To get this random data, you will need to get content from your data source randomly. Let’s use the example of storing image names in a database table called pictures.
At first, this may seem challenging, because what’s random about rows of images in a table? Assuming you’re using an RDMS, especially MySQL, this can be accomplished very easily with the following code:
SELECT pic FROM pictures ORDER BY RAND() LIMIT 10;
The way this works is MySQL reads every row in that table and generates a random number between 0 and 1 for each row. It then sorts by that number and returns 10 rows with the lowest number. This is not efficient at all though. The problem comes with an increase in number of rows. Even if the query returns 10 rows, MySQL needs to hit every row in the table and generate a random number. This can become unusable when the size of the table gets larger (100’s of millions)
As a human, we can look at any number of things and efficiently pick things randomly. For example, pick 3 random cards from a deck after it falls on the floor. Computers can only see one thing at a time though. That would be equivalent to the deck being brand new and not fallen on the floor. You can only see one card at a time and every card needs to be pulled out of the deck before deciding if it will be part of the random group.
How can we tell MySQL to throw all the rows on the ground and just pick up 10? Maybe instead of telling it to randomly select 10 from 100, we could generate 10 random numbers first, and then have the query fetch rows with matching ids? Imagine if each card in a deck had a number from 1 to 52 on it. Intead of MySQL generating 52 random numbers, ordering them, and then pulling the top 10, lets generate 10 numbers between 1 and 52 and then have MySQL go get the cards with those numbers on them.
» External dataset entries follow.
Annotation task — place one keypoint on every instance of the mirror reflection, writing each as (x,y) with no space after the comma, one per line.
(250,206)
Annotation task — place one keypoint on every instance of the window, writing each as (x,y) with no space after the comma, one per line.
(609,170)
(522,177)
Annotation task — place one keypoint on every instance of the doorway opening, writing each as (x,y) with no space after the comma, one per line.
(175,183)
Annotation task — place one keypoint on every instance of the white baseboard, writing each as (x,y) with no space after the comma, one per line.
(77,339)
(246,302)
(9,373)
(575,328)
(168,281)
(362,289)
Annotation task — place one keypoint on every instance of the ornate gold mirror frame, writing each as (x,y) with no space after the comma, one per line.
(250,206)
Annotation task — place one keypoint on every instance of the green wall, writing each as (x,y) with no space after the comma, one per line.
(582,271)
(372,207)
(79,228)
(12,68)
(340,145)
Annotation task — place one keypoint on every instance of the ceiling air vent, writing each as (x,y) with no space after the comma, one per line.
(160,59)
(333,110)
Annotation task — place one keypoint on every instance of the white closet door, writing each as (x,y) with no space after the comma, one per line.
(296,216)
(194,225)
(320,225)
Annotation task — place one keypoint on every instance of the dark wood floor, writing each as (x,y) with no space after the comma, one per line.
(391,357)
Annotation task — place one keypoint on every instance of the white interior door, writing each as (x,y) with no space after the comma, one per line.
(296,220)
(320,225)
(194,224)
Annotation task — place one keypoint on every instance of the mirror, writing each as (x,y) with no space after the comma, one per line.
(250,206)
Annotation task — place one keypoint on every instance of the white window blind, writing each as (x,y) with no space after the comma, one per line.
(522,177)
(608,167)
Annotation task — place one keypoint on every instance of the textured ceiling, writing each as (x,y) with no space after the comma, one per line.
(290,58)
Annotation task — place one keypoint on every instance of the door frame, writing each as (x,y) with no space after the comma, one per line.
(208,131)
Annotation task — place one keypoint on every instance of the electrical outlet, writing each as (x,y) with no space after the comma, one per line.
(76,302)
Below is the code to generate a random number between a range in MySQL.
FLOOR(low + (RAND() * (high - low)));
With this code we can generate numbers that can match the numbers on our cards by setting low = 1 and high = 52. We can get 52 by getting the largest number on the deck. If we do this ten times, we can tell MySQL exactly which cards to get so it can use an index and not a table scan.
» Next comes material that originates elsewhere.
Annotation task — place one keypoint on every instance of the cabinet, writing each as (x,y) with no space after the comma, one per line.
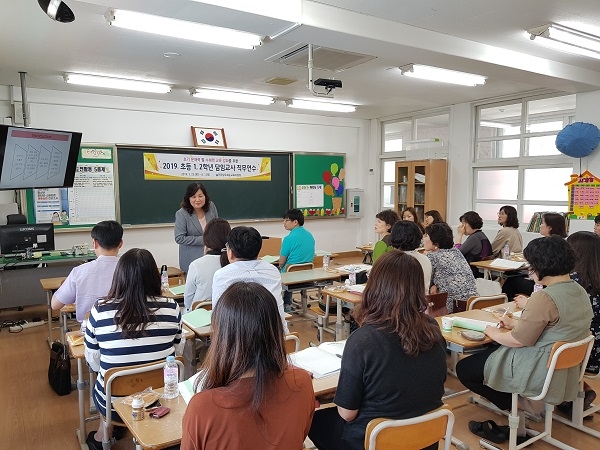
(421,185)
* If a card is removed from the deck, we need to make sure we don’t try to search for it.
* Searching for the same card more than once still only means one card
Stored Procedure Implementation
CREATE PROCEDURE getPictures( _numPics INT UNSIGNED ) MODIFIES SQL DATA SQL SECURITY DEFINER BEGIN DECLARE minId BIGINT UNSIGNED; DECLARE maxId BIGINT UNSIGNED; DECLARE _id BIGINT UNSIGNED; SELECT MIN(picId), MAX(picId) INTO minId, maxId FROM pictures; DROP TABLE IF EXISTS randIds;CREATE TEMPORARY TABLE randIds(id BIGINT UNSIGNED NOT NULL PRIMARY KEY); WHILE (SELECT COUNT(*) < _numPics FROM randIds) DO SET _id = FLOOR(minId + (RAND() * (maxId - minId))); INSERT IGNORE INTO randIds (id) SELECT picId FROM pictures WHERE picId = _id ; END WHILE; SELECT p.picId, pic FROM randIds AS r JOIN pictures AS p ON p.picId = r.id ; END~
This MySQL Stored Procedure takes a number of random results as an input and outputs that many results very efficiently.
- The first select statement gets the smallest and largest ids from the pictures table. This is 1 and 52 in the deck of cards.
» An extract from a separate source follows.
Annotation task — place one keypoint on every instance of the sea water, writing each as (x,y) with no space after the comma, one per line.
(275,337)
- The next line creates a temporary table to hold these random ids. It has a constraint of uniqueness so we don’t attempt to search for the same id twice
- The loop will continue to execute until there are _numPics ids in the temp table. Within the loop we generate a random id within the range and put that into random ids table if it exists in pictures. This will help if we generate an id that does not exist.
- Finally we join the random ids on the pictures table and return those results.
This is a very efficient way to get a random data set from a table and will scale with your application. Instead of using a computer to sort randomly but not efficiently, we are using human logic to sort randomly and efficiently.